BIOL 3010L
Ejercicio #7
Electroforesis de Amilasas
Introducción:
Los fragmentos de moléculas
de DNA son, por lo general lineales, con una carga negativa, que les permite
migrar durante una electroforesis hacia el polo positivo. La razón de migración
depende básicamente de su tamaño.
Las proteínas, en cambio pueden presentar cadenas de
aminoácidos que pueden ser positivas, negativas o neutrales. Estas diferencias
dependen de la composición de aminoácidos, y la distribución de los mismos
pueden incluso alterar la forma de la proteína. La composición del amortiguador
en el que se corre la electroforesis y su pH puede también afectar la carga
neta de la proteína y por lo tanto su razón de migración en el gel.

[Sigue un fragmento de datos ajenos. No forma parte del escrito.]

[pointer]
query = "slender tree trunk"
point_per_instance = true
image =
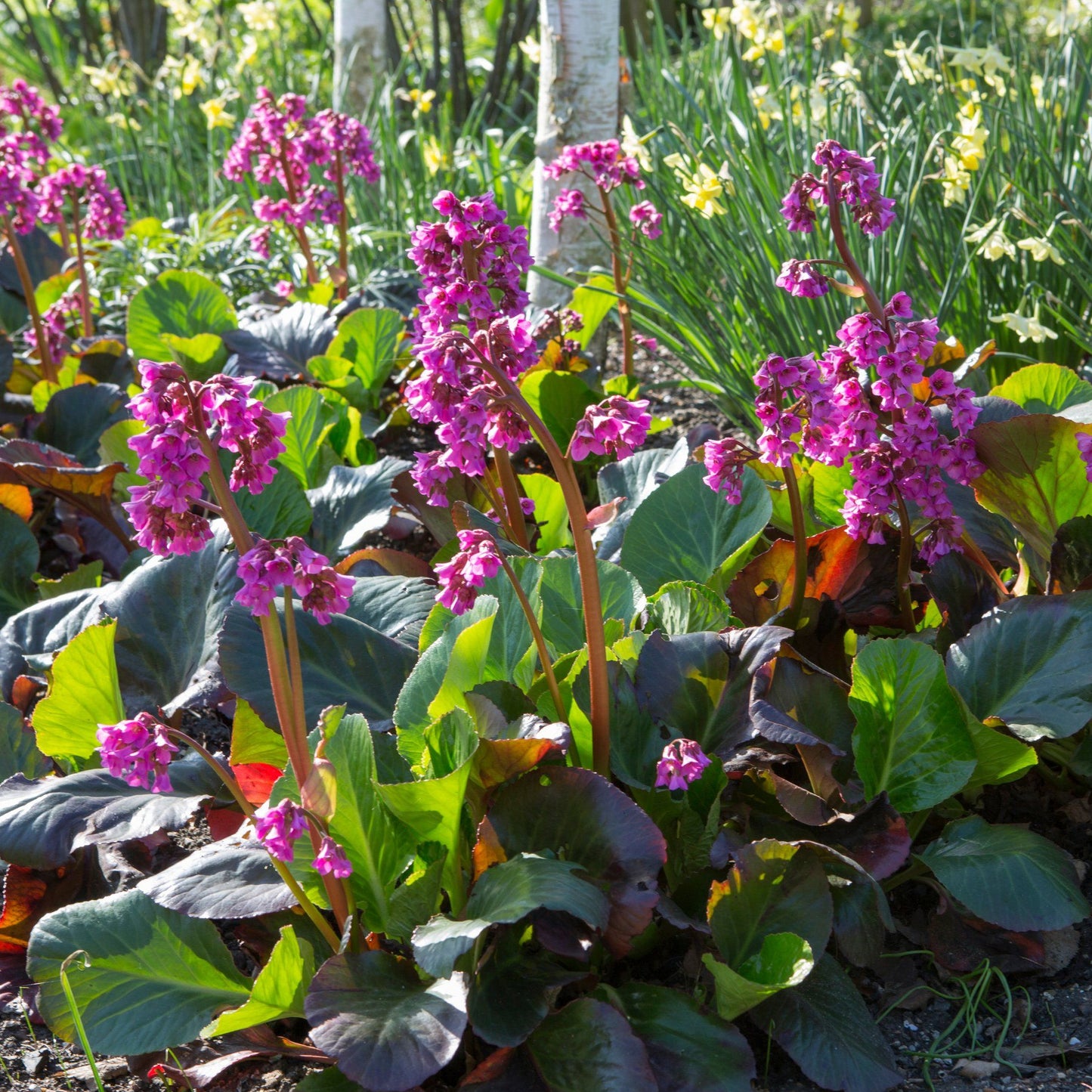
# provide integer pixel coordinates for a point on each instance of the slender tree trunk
(578, 102)
(360, 51)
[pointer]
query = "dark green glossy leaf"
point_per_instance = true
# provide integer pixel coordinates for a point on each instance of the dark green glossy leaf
(178, 302)
(911, 741)
(385, 1027)
(42, 822)
(824, 1028)
(1007, 875)
(1025, 665)
(590, 1045)
(503, 895)
(690, 1050)
(684, 531)
(174, 971)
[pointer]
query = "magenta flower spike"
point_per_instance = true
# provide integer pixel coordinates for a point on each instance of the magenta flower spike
(173, 459)
(333, 861)
(292, 564)
(279, 827)
(680, 766)
(138, 750)
(615, 427)
(461, 578)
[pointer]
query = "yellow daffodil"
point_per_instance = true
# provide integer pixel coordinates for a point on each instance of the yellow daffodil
(767, 107)
(1025, 329)
(259, 15)
(702, 189)
(129, 125)
(633, 145)
(1041, 250)
(995, 243)
(956, 181)
(971, 144)
(716, 20)
(913, 67)
(532, 49)
(216, 115)
(115, 81)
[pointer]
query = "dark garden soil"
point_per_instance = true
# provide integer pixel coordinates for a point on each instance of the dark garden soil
(1047, 1043)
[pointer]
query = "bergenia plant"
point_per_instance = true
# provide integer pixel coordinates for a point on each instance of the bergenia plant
(866, 399)
(608, 167)
(280, 144)
(186, 422)
(473, 344)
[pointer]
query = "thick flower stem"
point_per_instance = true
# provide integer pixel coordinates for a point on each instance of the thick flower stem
(539, 639)
(586, 564)
(88, 326)
(800, 547)
(48, 368)
(905, 556)
(620, 279)
(282, 869)
(342, 227)
(510, 488)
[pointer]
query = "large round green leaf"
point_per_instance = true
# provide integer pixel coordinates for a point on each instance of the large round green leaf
(590, 1045)
(824, 1027)
(911, 741)
(1045, 388)
(583, 818)
(684, 531)
(1027, 665)
(177, 302)
(1007, 875)
(690, 1050)
(385, 1028)
(155, 979)
(1035, 475)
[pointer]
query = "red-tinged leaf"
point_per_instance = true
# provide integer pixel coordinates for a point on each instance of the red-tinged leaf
(487, 849)
(223, 822)
(500, 760)
(395, 562)
(960, 942)
(90, 490)
(255, 780)
(29, 895)
(24, 690)
(17, 498)
(849, 571)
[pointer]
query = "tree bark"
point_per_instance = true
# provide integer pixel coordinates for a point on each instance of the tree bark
(360, 51)
(578, 102)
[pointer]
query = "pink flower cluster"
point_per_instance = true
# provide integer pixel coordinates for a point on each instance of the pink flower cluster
(461, 578)
(292, 564)
(54, 323)
(472, 311)
(824, 410)
(138, 751)
(1084, 448)
(105, 214)
(178, 413)
(846, 178)
(682, 763)
(802, 279)
(280, 144)
(27, 127)
(614, 427)
(280, 827)
(608, 167)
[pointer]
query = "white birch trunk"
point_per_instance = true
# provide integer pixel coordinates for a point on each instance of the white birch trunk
(578, 102)
(360, 51)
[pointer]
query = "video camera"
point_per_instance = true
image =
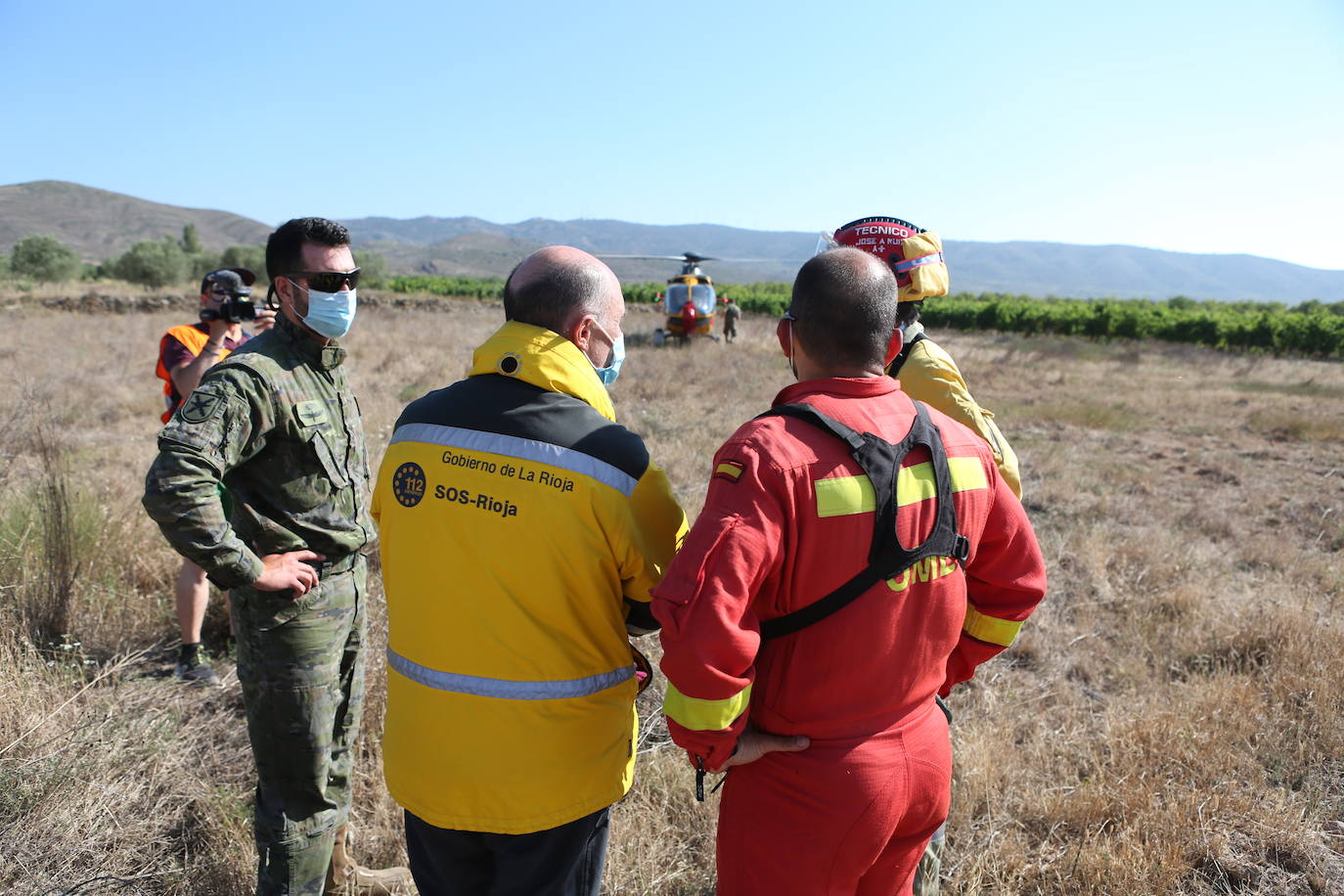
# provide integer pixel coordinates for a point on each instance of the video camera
(232, 285)
(234, 309)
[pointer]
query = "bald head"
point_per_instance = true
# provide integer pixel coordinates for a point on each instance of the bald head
(844, 301)
(557, 285)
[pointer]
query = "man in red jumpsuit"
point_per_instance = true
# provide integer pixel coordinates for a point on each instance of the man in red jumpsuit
(840, 756)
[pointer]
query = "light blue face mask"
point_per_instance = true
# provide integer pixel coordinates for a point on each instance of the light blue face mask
(613, 368)
(330, 315)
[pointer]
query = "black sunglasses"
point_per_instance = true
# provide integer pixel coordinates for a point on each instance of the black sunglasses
(327, 281)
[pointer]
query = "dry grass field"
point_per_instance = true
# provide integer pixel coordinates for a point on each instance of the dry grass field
(1171, 720)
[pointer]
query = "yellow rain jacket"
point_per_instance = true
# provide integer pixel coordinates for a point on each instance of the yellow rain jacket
(520, 532)
(929, 375)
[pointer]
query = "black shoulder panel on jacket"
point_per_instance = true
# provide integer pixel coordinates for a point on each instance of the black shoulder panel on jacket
(495, 403)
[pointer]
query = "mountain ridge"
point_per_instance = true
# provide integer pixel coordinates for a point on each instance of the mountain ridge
(103, 225)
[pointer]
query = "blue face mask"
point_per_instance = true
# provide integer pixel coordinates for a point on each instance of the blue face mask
(330, 315)
(613, 367)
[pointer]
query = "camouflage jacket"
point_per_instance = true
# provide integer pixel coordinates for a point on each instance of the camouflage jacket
(277, 425)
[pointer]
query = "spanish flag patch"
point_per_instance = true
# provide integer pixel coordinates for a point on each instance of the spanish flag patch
(730, 470)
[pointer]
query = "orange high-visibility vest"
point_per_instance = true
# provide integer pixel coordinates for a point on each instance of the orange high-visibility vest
(195, 342)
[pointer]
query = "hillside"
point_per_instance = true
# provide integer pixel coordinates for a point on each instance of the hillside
(1026, 267)
(101, 225)
(1170, 722)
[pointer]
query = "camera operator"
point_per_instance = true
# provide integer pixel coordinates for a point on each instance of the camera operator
(186, 352)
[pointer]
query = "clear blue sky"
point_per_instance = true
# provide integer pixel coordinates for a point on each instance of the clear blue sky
(1207, 126)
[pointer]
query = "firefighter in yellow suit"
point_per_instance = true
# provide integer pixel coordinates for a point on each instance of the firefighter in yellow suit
(926, 371)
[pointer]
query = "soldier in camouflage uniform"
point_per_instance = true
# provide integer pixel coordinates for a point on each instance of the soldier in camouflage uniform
(279, 426)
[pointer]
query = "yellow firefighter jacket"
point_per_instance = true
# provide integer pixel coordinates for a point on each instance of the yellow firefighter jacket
(929, 375)
(520, 532)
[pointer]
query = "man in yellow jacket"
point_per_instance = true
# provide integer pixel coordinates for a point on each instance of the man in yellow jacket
(520, 532)
(926, 371)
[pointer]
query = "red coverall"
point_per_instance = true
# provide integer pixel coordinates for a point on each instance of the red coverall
(785, 521)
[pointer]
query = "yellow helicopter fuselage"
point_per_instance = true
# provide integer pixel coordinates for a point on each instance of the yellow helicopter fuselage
(696, 289)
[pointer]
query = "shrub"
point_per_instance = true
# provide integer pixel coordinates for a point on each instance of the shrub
(45, 259)
(154, 262)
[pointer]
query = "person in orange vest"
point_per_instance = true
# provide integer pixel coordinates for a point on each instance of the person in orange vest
(858, 557)
(186, 352)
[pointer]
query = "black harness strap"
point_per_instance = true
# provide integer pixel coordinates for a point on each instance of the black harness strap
(880, 461)
(894, 367)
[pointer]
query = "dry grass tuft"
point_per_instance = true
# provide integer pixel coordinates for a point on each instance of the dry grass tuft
(1171, 720)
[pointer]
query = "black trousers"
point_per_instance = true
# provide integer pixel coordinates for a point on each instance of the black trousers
(560, 861)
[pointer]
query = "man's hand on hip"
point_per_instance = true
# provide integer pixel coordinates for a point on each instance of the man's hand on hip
(755, 743)
(288, 572)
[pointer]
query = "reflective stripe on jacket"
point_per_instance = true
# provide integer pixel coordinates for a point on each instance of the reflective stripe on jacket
(520, 532)
(929, 375)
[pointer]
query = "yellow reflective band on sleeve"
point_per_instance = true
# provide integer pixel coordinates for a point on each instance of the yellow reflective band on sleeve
(847, 495)
(704, 715)
(989, 629)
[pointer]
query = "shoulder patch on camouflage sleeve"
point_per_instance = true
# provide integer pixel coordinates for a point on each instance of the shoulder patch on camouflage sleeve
(730, 470)
(201, 406)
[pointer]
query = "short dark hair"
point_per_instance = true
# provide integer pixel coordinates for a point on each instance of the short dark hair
(285, 247)
(845, 308)
(553, 297)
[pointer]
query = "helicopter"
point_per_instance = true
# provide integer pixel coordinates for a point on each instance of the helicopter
(691, 287)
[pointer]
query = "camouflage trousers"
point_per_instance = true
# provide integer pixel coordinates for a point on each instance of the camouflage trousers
(301, 666)
(930, 866)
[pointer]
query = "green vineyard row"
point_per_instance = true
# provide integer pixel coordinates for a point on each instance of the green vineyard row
(1312, 330)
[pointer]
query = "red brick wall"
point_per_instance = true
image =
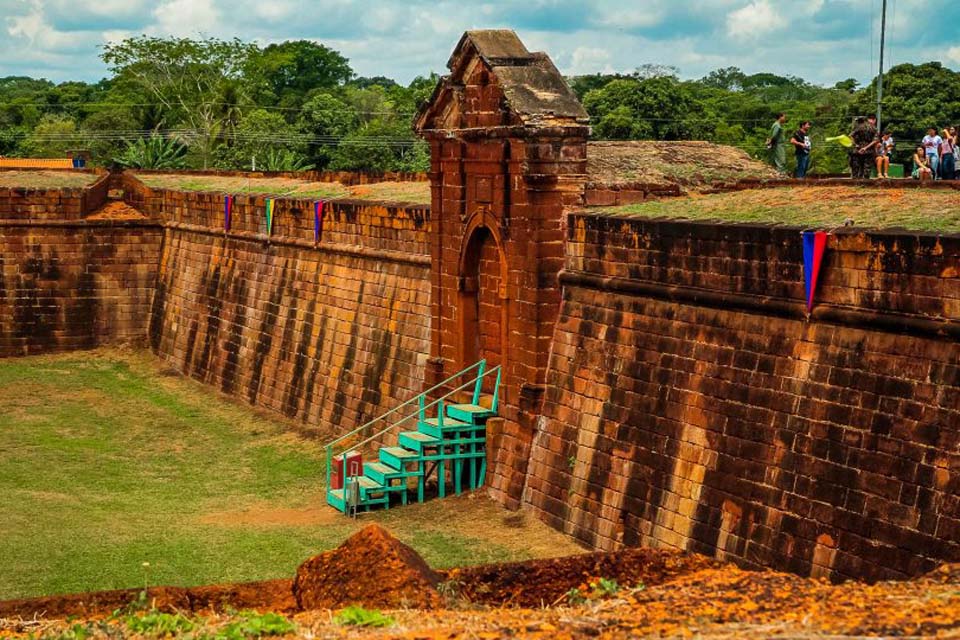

Para que las proteínas corran de forma más uniforme,
usualmente son tratadas con un detergente, dodecilsulfato de sodio (SDS). Este es un detergente aniónico
fuerte que rodea las proteínas con una cubierta de cargas negativas. En
adición, el SDS desnaturaliza las proteínas, permitiéndoles asumir una forma
más lineal y uniforme. El amortiguador de muestra con que se corre las
proteínas puede tener un agente reductor aún más fuerte, como el
mercaptoetanol, que rompe los puentes disulfuro desnaturalizando la proteína
aún más. Las proteínas con SDS corren hacia el electrodo positivo de un campo
eléctrico, y la distancia que migran es proporcional a su peso molecular.
El SDS es útil en la electroforesis pero es detrimental a las proteínas. Al desnaturalizarlas, las enzimas pierden actividad. O sea, no pueden realizar la reacción enzimática que se supone que catalicen. En este experimento usaremos el SDS para linealizar un poco la enzima que estudiaremos, amilasa, pero como también determinaremos la presencia de la enzima basados en su actividad, debemos remover el SDS para recuperar su actividad. Esto se logra remojando el gel en Tritón X-100, un detergente suave no iónico que sustituye al SDS en las proteínas, y luego sacando el Tritón remojando en agua toda la noche. Se supone que una buena parte de la actividad sea recuperada y lo podamos ver en el gel.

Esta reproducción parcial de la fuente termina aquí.